Casas Bahia: o que é uma recuperação extrajudicial e quais os próximos passos da companhia


Mais de oito meses após anunciar o fechamento de até 100 lojas e a demissão de seis mil funcionários, o Grupo Casas Bahia comunicou, neste domingo (28), que entrou com um pedido de recuperação extrajudicial para reestruturar dívidas estimadas em R$ 4,1 bilhões.

 

Com o pedido, a empresa pretende reorganizar o perfil de parte de suas dívidas financeiras, que têm como principais credores o Bradesco e Banco do Brasil.
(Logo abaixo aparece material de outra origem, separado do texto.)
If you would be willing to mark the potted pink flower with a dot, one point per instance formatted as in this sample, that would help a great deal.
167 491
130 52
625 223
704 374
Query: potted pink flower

Juntos, os dois bancos detêm 55% dos créditos devidos pela varejista.

 

 

A principal mudança foi uma renegociação de taxas e um alongamento de títulos de dívidas da empresa (debêntures) e de promessas de pagamento em favor das instituições financeiras (as Cédulas de Crédito Bancário ou CCBs). (saiba mais abaixo)

 

 

O processo é diferente de uma recuperação judicial, em que a companhia em crise financeira recorre à Justiça para entrar em um acordo com todos os seus credores.

 

Na recuperação extrajudicial, a renegociação é feita diretamente com os principais credores para, depois, ser homologada pelo judiciário.

 

 

“A recuperação extrajudicial é um instrumento em que a empresa começa a ter dificuldades em relação a um número restrito de credores, com o pagamento de só algumas dívidas.

 

E aí, ela usa a recuperação extrajudicial, geralmente, quando há uma concentração no valor dessa dívida”, destaca Nelson Bandeira, advogado especialista em finanças corporativas da Magma.

 

No caso da Casas Bahia, as dívidas a serem renegociadas são apenas financeiras e, segundo a companhia, não devem impactar clientes, fornecedores, vendedores e colaboradores.

 

 

O que é e como funciona uma recuperação extrajudicial
A recuperação extrajudicial é um mecanismo legal que permite à empresa em crise financeira renegociar uma parte específica de suas dívidas, em um primeiro momento, apenas com seus credores mais estratégicos, explica Bandeira, da Magma.

 

 

No caso da Casas Bahia, a companhia optou por renegociar títulos de dívidas financeiras que tinha com o Bradesco e o Banco do Brasil.

 

 

Bandeira explica que a empresa que pede recuperação extrajudicial pode negociar em sigilo com esses credores mais estratégicos, até chegar a uma condição que seja benéfica para ambas as partes, e só depois tornar o processo conhecido.

 

 

Isso porque, para o andamento de um processo desse tipo, o principal requisito é que os credores donos de, pelo menos, 51% dos créditos devidos pela empresa aceitem a proposta.

 

Na recuperação judicial, para um plano ser aprovado, também é necessário que mais da metade de todos os credores, independentemente do valor dos créditos, aceitem.

 

 

Por fim, para pedir a recuperação extrajudicial, a empresa:

 

 

precisa estar em crise financeira comprovada;
não ter nenhum sócio, controlador ou administrado condenado por práticas corporativas ilegais;
não pode ter falido anteriormente, nem ter passado por recuperação judicial por, pelo menos, cinco anos.

 

 

O pedido de recuperação extrajudicial da Casas Bahia
O Grupo Casas Bahia anunciou, na noite deste domingo, que entrou com um pedido de recuperação extrajudicial para o reperfilamento de dívidas financeiras, estimadas em R$ 4,1 bilhões.

 

 

Os principais aspectos do plano são um alongamento da dívida da companhia, que pode ser paga, agora, em um período de até 72 meses (6 anos), e uma renegociação dos juros pagos, que passarão a ser equivalentes ao CDI (uma taxa comum do mercado financeiro, próxima da taxa básica de juros, a Selic), mais um adicional que pode variar de 1% a 1,5% ao ano.

 

 

Além disso, a empresa terá um período de carência de 24 meses para começar a pagar os valores dos juros referentes à dívida, e de 30 meses para início do pagamento do montante principal.

 

 

Antes a dívida da empresa deveria ser paga em um período de 22 meses (quase dois anos) e tinha uma taxa de juros 1,5 ponto percentual maior que as novas taxas acordadas, segundo comunicado divulgado pelo grupo.

 

O valor principal da dívida não será alterado, somente as condições para o pagamento com os principais credores.

 

 

Os credores das dívidas financeiras da Casas Bahia também terão a possibilidade de converter parte dos créditos que têm com a empresa em ações.